Der gute Freund des Nazi-Trios

NSU Der Angeklagte Holger G. gibt zu, Mundlos, Böhnhardt und Zschäpe geholfen zu haben – von den Mordtaten will er nichts gewusst haben

In einer Erklärung äußert Holger G. Mitgefühl mit den Opfern und entschuldigt sich

VON MARLENE HALSER, WOLF SCHMIDT UND ANDREAS SPEIT

MÜNCHEN/BERLIN taz | Drei Mal muss Holger G. ansetzen, bis man ihn im Gerichtssaal versteht. Er spricht zu leise und zu schnell, seine Stimme klingt seltsam gepresst. Erst nachdem er eine Bankreihe nach vorne gerutscht ist und das Mikrofon ausgetauscht wurde, können ihm Richter Manfred Götzl und die Nebenklagevertreter im NSU-Prozess in München folgen.

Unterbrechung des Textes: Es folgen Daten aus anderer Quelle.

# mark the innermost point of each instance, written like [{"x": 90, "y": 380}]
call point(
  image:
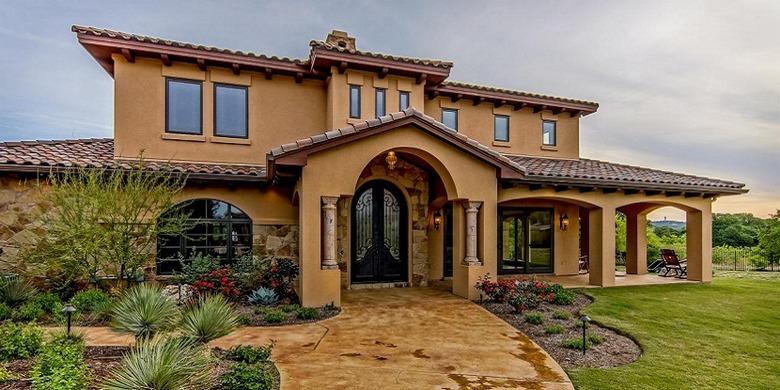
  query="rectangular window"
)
[
  {"x": 183, "y": 111},
  {"x": 450, "y": 118},
  {"x": 230, "y": 111},
  {"x": 501, "y": 128},
  {"x": 354, "y": 101},
  {"x": 379, "y": 100},
  {"x": 403, "y": 100},
  {"x": 548, "y": 133}
]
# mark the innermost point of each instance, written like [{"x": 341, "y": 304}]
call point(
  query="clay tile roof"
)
[
  {"x": 102, "y": 32},
  {"x": 587, "y": 171},
  {"x": 99, "y": 153},
  {"x": 408, "y": 60}
]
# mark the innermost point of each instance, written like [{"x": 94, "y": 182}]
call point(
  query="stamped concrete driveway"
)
[{"x": 406, "y": 338}]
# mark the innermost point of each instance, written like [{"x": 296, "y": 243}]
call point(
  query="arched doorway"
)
[{"x": 379, "y": 234}]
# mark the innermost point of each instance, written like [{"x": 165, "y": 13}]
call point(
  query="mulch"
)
[{"x": 616, "y": 350}]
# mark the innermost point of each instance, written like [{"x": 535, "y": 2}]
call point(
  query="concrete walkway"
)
[{"x": 402, "y": 338}]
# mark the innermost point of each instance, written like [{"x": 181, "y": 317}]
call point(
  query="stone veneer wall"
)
[{"x": 414, "y": 181}]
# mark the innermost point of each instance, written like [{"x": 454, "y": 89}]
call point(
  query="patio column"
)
[
  {"x": 601, "y": 248},
  {"x": 472, "y": 208},
  {"x": 699, "y": 244},
  {"x": 636, "y": 242},
  {"x": 329, "y": 232}
]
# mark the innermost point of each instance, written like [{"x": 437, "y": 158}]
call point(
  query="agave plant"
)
[
  {"x": 144, "y": 311},
  {"x": 163, "y": 363},
  {"x": 211, "y": 317},
  {"x": 263, "y": 296}
]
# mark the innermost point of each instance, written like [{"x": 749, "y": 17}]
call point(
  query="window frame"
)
[
  {"x": 168, "y": 81},
  {"x": 359, "y": 101},
  {"x": 495, "y": 127},
  {"x": 554, "y": 133},
  {"x": 246, "y": 110},
  {"x": 455, "y": 110}
]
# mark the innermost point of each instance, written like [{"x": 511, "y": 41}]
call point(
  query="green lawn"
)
[{"x": 724, "y": 335}]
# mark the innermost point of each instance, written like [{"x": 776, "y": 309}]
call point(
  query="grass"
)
[{"x": 723, "y": 335}]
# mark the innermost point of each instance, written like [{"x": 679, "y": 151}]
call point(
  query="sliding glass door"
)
[{"x": 525, "y": 241}]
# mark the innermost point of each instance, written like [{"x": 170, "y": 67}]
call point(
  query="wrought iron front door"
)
[{"x": 379, "y": 234}]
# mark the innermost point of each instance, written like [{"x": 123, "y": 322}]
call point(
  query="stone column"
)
[
  {"x": 472, "y": 208},
  {"x": 329, "y": 232}
]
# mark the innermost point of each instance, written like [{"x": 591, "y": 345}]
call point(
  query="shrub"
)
[
  {"x": 307, "y": 313},
  {"x": 243, "y": 376},
  {"x": 16, "y": 292},
  {"x": 249, "y": 354},
  {"x": 60, "y": 366},
  {"x": 534, "y": 318},
  {"x": 561, "y": 315},
  {"x": 263, "y": 296},
  {"x": 19, "y": 341},
  {"x": 553, "y": 329},
  {"x": 274, "y": 316},
  {"x": 210, "y": 318},
  {"x": 163, "y": 363},
  {"x": 143, "y": 311}
]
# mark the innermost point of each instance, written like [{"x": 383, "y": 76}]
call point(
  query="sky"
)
[{"x": 687, "y": 86}]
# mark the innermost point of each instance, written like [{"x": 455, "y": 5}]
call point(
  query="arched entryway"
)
[{"x": 379, "y": 234}]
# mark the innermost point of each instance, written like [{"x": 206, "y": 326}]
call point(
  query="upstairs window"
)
[
  {"x": 501, "y": 128},
  {"x": 450, "y": 118},
  {"x": 183, "y": 106},
  {"x": 354, "y": 101},
  {"x": 379, "y": 100},
  {"x": 549, "y": 136},
  {"x": 403, "y": 100},
  {"x": 230, "y": 111}
]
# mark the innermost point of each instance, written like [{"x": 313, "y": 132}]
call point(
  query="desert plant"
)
[
  {"x": 143, "y": 311},
  {"x": 209, "y": 318},
  {"x": 263, "y": 296},
  {"x": 19, "y": 341},
  {"x": 163, "y": 363}
]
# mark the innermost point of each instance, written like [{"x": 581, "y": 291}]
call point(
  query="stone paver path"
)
[{"x": 401, "y": 338}]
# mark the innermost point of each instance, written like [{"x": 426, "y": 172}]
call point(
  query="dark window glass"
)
[
  {"x": 354, "y": 101},
  {"x": 548, "y": 133},
  {"x": 501, "y": 127},
  {"x": 215, "y": 228},
  {"x": 230, "y": 111},
  {"x": 183, "y": 106},
  {"x": 403, "y": 100},
  {"x": 450, "y": 118},
  {"x": 380, "y": 102}
]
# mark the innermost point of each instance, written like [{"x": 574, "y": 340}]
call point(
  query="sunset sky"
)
[{"x": 687, "y": 86}]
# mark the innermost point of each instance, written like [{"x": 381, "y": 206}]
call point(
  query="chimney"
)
[{"x": 341, "y": 39}]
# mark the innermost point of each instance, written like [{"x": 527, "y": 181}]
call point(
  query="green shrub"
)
[
  {"x": 243, "y": 376},
  {"x": 561, "y": 315},
  {"x": 307, "y": 313},
  {"x": 28, "y": 312},
  {"x": 210, "y": 318},
  {"x": 143, "y": 311},
  {"x": 19, "y": 341},
  {"x": 249, "y": 354},
  {"x": 274, "y": 316},
  {"x": 553, "y": 329},
  {"x": 163, "y": 363},
  {"x": 60, "y": 366},
  {"x": 534, "y": 318}
]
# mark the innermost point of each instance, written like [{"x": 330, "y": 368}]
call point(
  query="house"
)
[{"x": 372, "y": 170}]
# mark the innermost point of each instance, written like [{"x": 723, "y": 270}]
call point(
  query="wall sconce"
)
[
  {"x": 437, "y": 219},
  {"x": 564, "y": 221},
  {"x": 391, "y": 160}
]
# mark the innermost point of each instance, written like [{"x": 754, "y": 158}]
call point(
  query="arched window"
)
[{"x": 215, "y": 228}]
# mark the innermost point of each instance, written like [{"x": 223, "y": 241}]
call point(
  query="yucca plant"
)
[
  {"x": 163, "y": 363},
  {"x": 211, "y": 317},
  {"x": 144, "y": 311}
]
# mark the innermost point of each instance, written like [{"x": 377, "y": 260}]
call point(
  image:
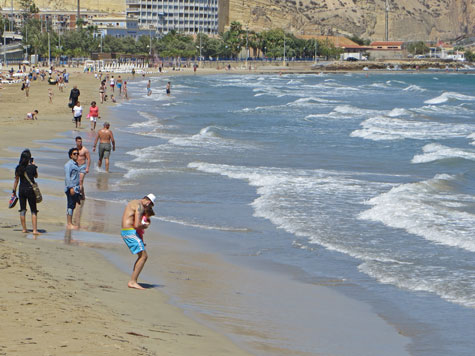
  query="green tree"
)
[
  {"x": 29, "y": 8},
  {"x": 470, "y": 56},
  {"x": 359, "y": 40}
]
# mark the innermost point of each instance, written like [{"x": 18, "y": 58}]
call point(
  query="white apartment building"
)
[{"x": 184, "y": 16}]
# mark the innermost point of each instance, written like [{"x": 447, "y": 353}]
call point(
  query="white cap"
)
[{"x": 152, "y": 198}]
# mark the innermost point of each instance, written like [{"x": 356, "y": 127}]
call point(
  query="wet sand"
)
[{"x": 63, "y": 297}]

Der 39-Jährige kennt die mutmaßlichen Rechtsterroristen schon seit mehr als zwanzig Jahren. Gemeinsam waren sie in der Jenaer Kameradschaftsszene aktiv. In Vernehmungen hat er bereits zugegeben, dem Trio mehrfach geholfen zu haben: Gleich nach dem Untertauchen lieh er den dreien 3.000 Mark – und schließlich seine Identität. Er überließ Uwe Böhnhardt seinen Reisepass. Der nannte sich in Anlehnung an Holger G.s Nachnamen im Untergrund „Gerri“.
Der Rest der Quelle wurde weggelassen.